All photos in this post are from the Christopher Clarke Antiques website https://campaignfurniture.com

The first thing about Campaign Furniture that got me interested in the style was that many of the pieces broke down for travel or had hidden uses. Some of these designs seemed playful in that what looked like a chest of drawers turns into a desk, or when a small table breaks down into a briefcase-sized box with carrying handles.

A Campaign Secretaire Table. Circa 1790, in mahogany.

I find a piece like this just fantastic as it packs so much utility into such a small space.

Legs and stretchers are stored inside.
This is one of my favourite designs. The gallery and writing space are large enough to be useful and small enough to be mobile. The stretchers are very important as without them the legs would not last a day, especially on uneven ground or with the racking and twisting of use near a battlefield.

The chests that convert to secretaires or desks are beautiful pieces. There are several different methods of hiding the writing surface and gallery, like below where the top folds out and rests on lopers and the gallery pops up on springs.

Georgian Military Campaign Chest

The following is the most prevalent style though and is what I styled my campaign chest after (I’m still working on it and plan to have it finished sometime this millennium). My drawings (from my other post) show that I am using the quadrant stays like the following example, instead of lopers like the above example, to support the writing surface.
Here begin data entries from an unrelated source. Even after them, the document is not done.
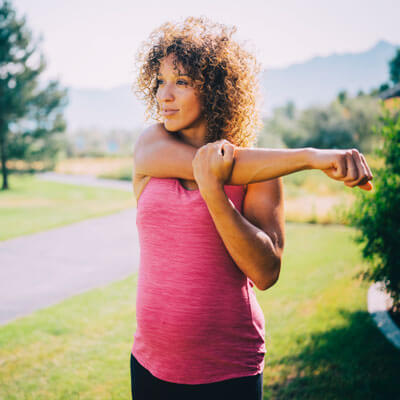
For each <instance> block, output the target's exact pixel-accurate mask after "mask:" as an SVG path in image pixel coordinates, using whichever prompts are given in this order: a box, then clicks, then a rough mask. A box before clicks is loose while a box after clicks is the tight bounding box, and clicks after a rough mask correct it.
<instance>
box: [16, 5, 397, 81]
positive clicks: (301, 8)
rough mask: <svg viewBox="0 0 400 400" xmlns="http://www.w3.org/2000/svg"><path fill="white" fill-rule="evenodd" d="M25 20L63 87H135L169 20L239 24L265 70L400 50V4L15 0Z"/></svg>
mask: <svg viewBox="0 0 400 400" xmlns="http://www.w3.org/2000/svg"><path fill="white" fill-rule="evenodd" d="M12 3H13V6H14V8H15V9H16V11H17V15H18V16H19V17H21V16H22V15H25V16H26V19H27V25H28V27H29V28H30V29H31V31H32V33H33V37H34V38H35V39H39V37H40V36H41V37H42V41H41V42H40V44H39V49H40V50H41V51H42V52H43V54H44V56H45V58H46V61H47V68H46V71H45V72H44V74H43V77H44V78H45V79H58V80H59V81H60V83H61V84H62V85H63V86H72V87H75V88H98V89H110V88H113V87H116V86H119V85H122V84H127V83H131V82H132V81H133V79H134V76H135V75H134V74H135V70H134V58H135V54H136V51H137V49H138V48H139V46H140V43H141V42H142V41H143V40H146V39H147V37H148V36H149V34H150V33H151V31H152V30H153V29H156V28H157V27H158V26H159V25H161V24H162V23H164V22H167V21H179V20H181V19H182V18H184V17H187V16H189V15H191V16H200V15H205V16H207V17H209V18H210V19H212V20H214V21H216V22H220V23H223V24H227V25H235V26H236V27H237V28H238V30H237V33H236V34H235V38H236V39H237V40H240V41H246V45H247V46H248V48H249V49H251V50H252V51H253V52H254V53H255V54H256V56H257V58H258V60H259V61H260V63H261V65H262V66H263V67H264V68H281V67H285V66H288V65H291V64H295V63H301V62H304V61H306V60H308V59H310V58H313V57H316V56H328V55H331V54H334V53H336V54H342V53H349V52H352V53H357V52H362V51H365V50H367V49H369V48H370V47H372V46H373V45H374V44H376V42H377V41H379V40H387V41H389V42H391V43H393V44H396V45H400V23H399V19H398V16H399V15H400V0H379V1H378V0H335V1H330V0H240V1H237V0H201V1H197V2H195V1H191V0H185V1H182V0H164V1H155V0H140V1H136V0H113V1H110V0H108V1H105V0H12Z"/></svg>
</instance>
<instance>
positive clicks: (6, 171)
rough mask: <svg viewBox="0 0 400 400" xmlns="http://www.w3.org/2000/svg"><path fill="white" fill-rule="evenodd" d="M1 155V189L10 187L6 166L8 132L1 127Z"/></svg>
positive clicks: (0, 138) (0, 129)
mask: <svg viewBox="0 0 400 400" xmlns="http://www.w3.org/2000/svg"><path fill="white" fill-rule="evenodd" d="M0 153H1V154H0V156H1V173H2V175H3V186H2V188H1V190H7V189H8V179H7V178H8V171H7V166H6V161H7V156H6V132H4V131H2V129H1V127H0Z"/></svg>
Chest Secretaire early 19th Century

One thing that I found while planning my campaign chest is that much consideration must be given to the height of the drawers so that the writing surface is comfortable to use. Once you get the writing surface at the correct height, you then have to look at the size of the drawers and if you want symmetry from top to bottom. In my case, I decided to go with a larger drawer at the bottom and top and then smaller drawers in the middle. This was also factoring in the height of the feet.

Patent furniture and campaign furniture are not the same. Patent furniture became an important part of a military officer’s inventory because of its great utility, but some campaign furniture is not patent furniture, but simply breaks down for travel or is made to be more durable (with brass strapwork and corner protection).